Search code examples
sqloracle-databaseplsqloracle19c

What should go in a COUNT (*) OVER window function?


I'm looking at an Oracle stored procedure which as the following (paraphrased) sql

select AB.*, count(*) over (PARTITION BY 
    TO_CHAR(AB.CAN_DATE,'MONTH'),
    TO_CHAR(AB.CAN_DATE,'MM'),
    'XMEG'
    ORDER BY
TO_CHAR(AB.CAN_DATE,'MONTH'),
    TO_CHAR(AB.CAN_DATE,'MM'),
    'XMEG') from mytable AB;

Apparently this code works OK, but I have several questions

  1. surely the to_char (...MM) is redundant, as the to_char(....Month) will do the same job?
  2. what is the value of an order by clause in a COUNT(*) OVER? Does it have any effect? Why is it allowed.
  3. what does it mean to include a constant ('XMEG') in the partition / order by. I'm guessing it will have no effect?

Solution

  • Your query will count the values for each month regardless of year. So all the values in October will be counted together regardless of whether it was October 2023, October 1900 or October 9999. If you want the count for individual months then you should use TRUNC(ab.can-date, 'MM') or TO_CHAR(ab.can_date, 'YYYY-MM') rather than TO_CHAR with just the month.
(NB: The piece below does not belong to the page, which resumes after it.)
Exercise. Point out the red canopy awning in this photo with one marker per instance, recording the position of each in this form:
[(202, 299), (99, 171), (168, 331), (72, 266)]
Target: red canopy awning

    1. surely the to_char (...MM) is redundant, as the to_char(....Month) will do the same job?
    • TO_CHAR(AB.CAN_DATE,'MONTH') finds the name of the month
    • TO_CHAR(AB.CAN_DATE,'MM') finds the number of the month

    Since both are unique to the month then they will have the same effect in the PARTITION BY clause and, yes, the second one is redundant.

    1. what is the value of an order by clause in a COUNT(*) OVER? Does it have any effect? Why is it allowed.

    If you wanted a cumulative (running) total starting from the earliest date to the last date then you could use an ORDER BY clause. If you do not have an ORDER BY clause then the count will be the total over the entire partition.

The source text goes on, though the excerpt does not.